In flask A, add 40 milliliters of LCFBM, followed by a styrene at a five millimolar final concentration. In flask B, add 35 milliliters of LCFBM and styrene. Then add the cell suspension with a final absorbance of approximately 0.1.
After bringing up the volume in flask B to 40 milliliters with LCFBM, incubate both flasks at 30 degrees Celsius with shaking at 200 RPM for 30 days. Measure the absorbance of each flask every five days, and plot a growth curve. Increase the incubation by up to 45 days if the bacteria can utilize styrene.
An increase in absorbance indicates that the bacterium can metabolize styrene. To isolate genomic DNA from gram-negative bacteria, pick a single colony and inoculate it in a fresh growth medium in a sterile test tube. After overnight incubation in a shaking incubator, pellet 1.5 milliliters of the grown culture.
Remove the supernatant and resuspend the pellet in 200 microliters of lysis buffer. Then add 66 microliters of five-molar sodium chloride solution, and mix well. After centrifuging the resulting mixture, pipette the clear supinate in a fresh micro centrifuge tube, and add an equal volume of chloroform.
Mix the solution by inverting it multiple times, until a milky solution is observed. Spin the tube again, and transfer the supernatant to a clean vial. Next, add one milliliter of ice cold 100%ethanol, and mix by inversion, til white strands of DNA precipitate out.
Centrifuge the precipitated DNA. Discard the supernatant. And wash the pellet with one milliliter of 70%ethanol.
After discarding the wash, allow the DNA pellet to dry for five minutes at room temperature. Once dried, re-suspend the pellet in 100 microliters of Tris-EDTA buffer. Measure the DNA concentration using a spectrophotometer, and run the DNA on a 1%agarose gel to assess its quality.
To identify the strains, amplify the DNA isolated from the pure bacterial cultures by PCR, with universal primers targeting the 16S ribosomal RNA sequence for bacteria. Prepare 25 microliters of the PCR mix on ice, add one microliter of the DNA template, and set the cycling conditions for gene amplification.
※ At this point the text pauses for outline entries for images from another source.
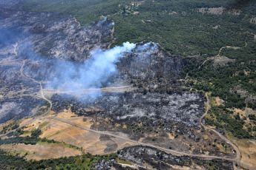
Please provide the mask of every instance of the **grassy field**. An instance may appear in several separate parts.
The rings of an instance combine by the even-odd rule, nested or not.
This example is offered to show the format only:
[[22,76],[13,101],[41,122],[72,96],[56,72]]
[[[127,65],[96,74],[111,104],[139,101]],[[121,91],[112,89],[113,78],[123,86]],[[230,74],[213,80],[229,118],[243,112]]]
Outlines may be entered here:
[[209,120],[210,124],[228,131],[239,125],[237,128],[243,130],[233,132],[234,135],[255,137],[252,126],[243,127],[244,120],[255,124],[254,120],[241,115],[233,118],[233,113],[226,111],[256,109],[256,24],[250,22],[256,16],[256,2],[26,0],[23,8],[72,14],[84,26],[107,16],[115,22],[111,47],[124,41],[159,43],[168,54],[186,58],[183,72],[187,75],[188,86],[211,92],[213,97],[223,101],[223,106],[211,111],[218,121],[229,126]]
After the PCR, mix five microliters of the sample with one microliter of five times DNA loading dye.
And run it on a 1%agarose gel to verify the amplification. For 16S ribosomal, rNA gene sequencing, set up the same reaction as described earlier, but in a higher volume. Then, to purify the amplicons for Sanger sequencing, mix the entire sample with DNA loading dye, and load it on an agarose gel to perform the gel extraction method.
Once the sequencing is completed, convert the results file into faster format, and check the sequence similarity using the BLAST tool on NCBI. Bacterial colonies isolated from water samples from a wetland in Dadri, India are shown here. The isolated bacteria were individually grown in respective media, with liquid styrene as a sole source of carbon.
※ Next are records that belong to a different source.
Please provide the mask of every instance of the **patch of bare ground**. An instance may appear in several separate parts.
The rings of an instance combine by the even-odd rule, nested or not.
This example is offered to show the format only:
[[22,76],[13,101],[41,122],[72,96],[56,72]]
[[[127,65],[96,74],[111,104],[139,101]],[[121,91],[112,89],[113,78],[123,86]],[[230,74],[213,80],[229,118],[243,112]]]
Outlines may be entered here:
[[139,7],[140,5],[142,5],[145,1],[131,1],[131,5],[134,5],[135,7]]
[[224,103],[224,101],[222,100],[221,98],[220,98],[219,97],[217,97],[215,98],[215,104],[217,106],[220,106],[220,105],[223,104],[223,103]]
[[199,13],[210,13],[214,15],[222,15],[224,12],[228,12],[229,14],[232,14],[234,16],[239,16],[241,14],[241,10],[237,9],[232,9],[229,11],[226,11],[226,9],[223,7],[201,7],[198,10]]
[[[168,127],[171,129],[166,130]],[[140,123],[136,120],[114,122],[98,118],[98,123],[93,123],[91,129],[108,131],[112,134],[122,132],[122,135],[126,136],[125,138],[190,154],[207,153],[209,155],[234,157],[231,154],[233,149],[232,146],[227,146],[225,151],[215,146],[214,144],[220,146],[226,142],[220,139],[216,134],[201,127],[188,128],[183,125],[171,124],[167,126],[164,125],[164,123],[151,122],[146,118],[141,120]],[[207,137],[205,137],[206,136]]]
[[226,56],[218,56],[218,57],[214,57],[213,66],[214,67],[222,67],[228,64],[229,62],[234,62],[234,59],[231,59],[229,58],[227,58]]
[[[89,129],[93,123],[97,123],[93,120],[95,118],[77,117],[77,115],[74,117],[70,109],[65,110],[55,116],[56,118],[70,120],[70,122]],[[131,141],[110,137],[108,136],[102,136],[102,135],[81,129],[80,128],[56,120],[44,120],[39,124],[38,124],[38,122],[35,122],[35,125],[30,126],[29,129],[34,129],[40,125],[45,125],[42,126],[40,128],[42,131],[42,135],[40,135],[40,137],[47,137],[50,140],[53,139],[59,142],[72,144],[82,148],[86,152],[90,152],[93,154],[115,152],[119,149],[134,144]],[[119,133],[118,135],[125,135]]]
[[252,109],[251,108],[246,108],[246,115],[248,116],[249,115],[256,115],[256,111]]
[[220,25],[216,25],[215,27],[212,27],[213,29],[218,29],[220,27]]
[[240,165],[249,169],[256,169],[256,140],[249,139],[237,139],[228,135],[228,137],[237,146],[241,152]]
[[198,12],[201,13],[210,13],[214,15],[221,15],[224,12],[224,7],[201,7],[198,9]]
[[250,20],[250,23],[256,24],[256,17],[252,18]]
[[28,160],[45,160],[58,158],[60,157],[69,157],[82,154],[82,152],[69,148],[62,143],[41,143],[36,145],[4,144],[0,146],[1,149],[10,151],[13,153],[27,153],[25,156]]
The hydrocarbon-degrading potential of the bacterial isolates was assessed using a catechol degradation assay. A representative assay for one of the isolates is shown here. The integrity of the genomic DNA was confirmed by visualizing a small DNA sample on an agarose gel.
And the 16S ribosomal rNA gene was amplified using universal primers. A phylogenetic tree was constructed to depict the relatedness among exiguobacterium strains isolated from a wetland, with the known exiguobacterium species. A critical step of the protocol is to check the utilization of the substrate being tested.
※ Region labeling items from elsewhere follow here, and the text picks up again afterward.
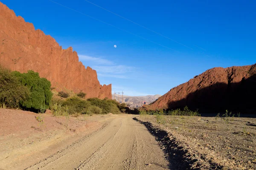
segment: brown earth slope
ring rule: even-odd
[[[252,112],[256,109],[256,64],[215,68],[171,89],[148,109],[174,109],[187,106],[200,112]]]
[[[111,98],[111,85],[100,85],[95,70],[85,68],[71,47],[63,49],[55,40],[26,23],[0,2],[0,64],[12,71],[32,70],[52,87],[87,97]]]

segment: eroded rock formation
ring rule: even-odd
[[[149,109],[175,109],[187,106],[201,113],[256,110],[256,64],[215,68],[171,89]]]
[[[87,97],[111,98],[111,85],[100,85],[95,70],[85,68],[76,51],[63,49],[49,35],[26,23],[0,2],[0,64],[22,73],[32,70],[51,81]]]

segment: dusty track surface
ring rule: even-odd
[[[125,115],[28,167],[27,170],[168,169],[154,137],[143,125]]]

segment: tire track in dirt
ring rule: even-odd
[[[100,130],[26,169],[168,169],[154,137],[133,117],[113,118]]]

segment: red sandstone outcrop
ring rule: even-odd
[[[0,64],[20,72],[32,70],[52,87],[81,91],[87,98],[111,98],[111,85],[100,85],[96,71],[85,68],[71,47],[63,49],[52,37],[35,30],[1,2]]]
[[[202,112],[251,112],[256,108],[256,64],[215,68],[171,89],[148,109],[198,108]]]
Depending on growth characteristics, the microbe may not immediately adapt to utilizing the substrate being tested, and may require an enrichment process. This method focuses on the cultivable bacterial population in environmental samples. Researchers can further perform experiments, such as bacterial whole-genome sequencing, and metabolic profiling, that can provide valuable insights into genes and pathways involved in hydrocarbon degradation.